A MAN accused of sending threatening messages to Scotland’s First Minister Nicola Sturgeon and of abducting a sheriff is to stand trial in the New Year.
William Curtis, and another man with whom he is accused of the incident involving the sheriff, both previously said they do not want legal representation.
The 69-year-old told the court he would “always be legally advised” when asked by Lord Weir if he had appointed a solicitor, who said he would take that as he had not.
“You take that wrong,” Curtis replied, and told the judge that the constitution meant he had a “right to defend myself”.
During the hearing at the High Court in Edinburgh on Tuesday, Phillip Michell, 60, the other accused man, read from handwritten notes for about eight minutes before he was stopped from continuing.
Lord Weir said he was not satisfied he had appointed a solicitor and appointed Gillian Simpson to the case, the 16-minute hearing was told.
He fixed the trial date for January 9 at the High Court in Inverness.
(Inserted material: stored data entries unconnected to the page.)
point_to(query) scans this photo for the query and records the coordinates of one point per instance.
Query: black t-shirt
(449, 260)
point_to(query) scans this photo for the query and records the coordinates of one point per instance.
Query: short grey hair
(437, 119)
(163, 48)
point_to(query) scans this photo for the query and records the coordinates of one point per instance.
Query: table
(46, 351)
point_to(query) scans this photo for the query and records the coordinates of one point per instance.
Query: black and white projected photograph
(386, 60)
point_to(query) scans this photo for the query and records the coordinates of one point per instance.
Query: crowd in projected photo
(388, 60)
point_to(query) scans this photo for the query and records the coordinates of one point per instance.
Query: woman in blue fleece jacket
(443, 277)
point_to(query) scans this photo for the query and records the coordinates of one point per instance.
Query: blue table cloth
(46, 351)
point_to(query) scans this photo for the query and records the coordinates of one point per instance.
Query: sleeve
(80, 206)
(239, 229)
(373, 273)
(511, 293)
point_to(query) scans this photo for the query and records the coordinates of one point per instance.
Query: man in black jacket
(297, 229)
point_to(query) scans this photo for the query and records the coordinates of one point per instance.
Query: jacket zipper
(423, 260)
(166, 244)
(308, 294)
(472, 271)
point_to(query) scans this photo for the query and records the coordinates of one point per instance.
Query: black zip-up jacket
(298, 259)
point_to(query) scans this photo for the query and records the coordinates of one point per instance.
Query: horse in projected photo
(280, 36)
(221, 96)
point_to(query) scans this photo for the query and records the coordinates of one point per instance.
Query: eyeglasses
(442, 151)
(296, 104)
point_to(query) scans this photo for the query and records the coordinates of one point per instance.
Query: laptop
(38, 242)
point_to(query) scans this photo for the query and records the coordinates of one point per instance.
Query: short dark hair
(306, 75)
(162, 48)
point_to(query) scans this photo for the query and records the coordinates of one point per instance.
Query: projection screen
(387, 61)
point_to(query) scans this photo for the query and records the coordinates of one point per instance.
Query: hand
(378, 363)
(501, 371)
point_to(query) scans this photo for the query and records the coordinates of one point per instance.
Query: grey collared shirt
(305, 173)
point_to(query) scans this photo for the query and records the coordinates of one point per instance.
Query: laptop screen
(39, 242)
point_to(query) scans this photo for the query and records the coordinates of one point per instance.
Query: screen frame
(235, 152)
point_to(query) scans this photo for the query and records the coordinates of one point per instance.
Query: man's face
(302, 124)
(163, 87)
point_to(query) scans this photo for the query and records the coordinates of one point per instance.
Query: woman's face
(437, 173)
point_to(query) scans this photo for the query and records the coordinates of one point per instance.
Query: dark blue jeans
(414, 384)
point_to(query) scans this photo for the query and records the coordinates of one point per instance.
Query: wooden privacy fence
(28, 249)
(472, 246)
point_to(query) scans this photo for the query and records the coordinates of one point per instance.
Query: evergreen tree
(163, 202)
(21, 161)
Curtis is accused of behaving in a threatening or abusive manner which was “likely to cause a reasonable person to suffer fear or alarm” by sending emails and posting messages on social media in which he made threatening remarks towards Scotland’s First Minister on various occasions between February 27 and March 6, 2019.
He is further accused of allegedly sending or causing a message to be sent through social media on March 9, 2019 to Stewart Stevenson MSP which threatened him and contained a link to a video relating to the murder of the MP Jo Cox.
And Curtis also faces two other charges of posting messages of a “threatening and abusive nature” on social media in October 2020 and June 2021.
Curtis and Mitchell are accused of assaulting and abducting a sheriff in a car park in Banff, Aberdeenshire, on June 29 2021.
It is alleged they seized Robert McDonald, sheriff of Grampian, Highlands and Islands, at Banff, pulled him to the ground, sat on top of him and detained him there against his will.
All the alleged offences happened in Aberdeenshire.
Curtis has pleaded not guilty to the charges while Mitchell has not yet entered a plea.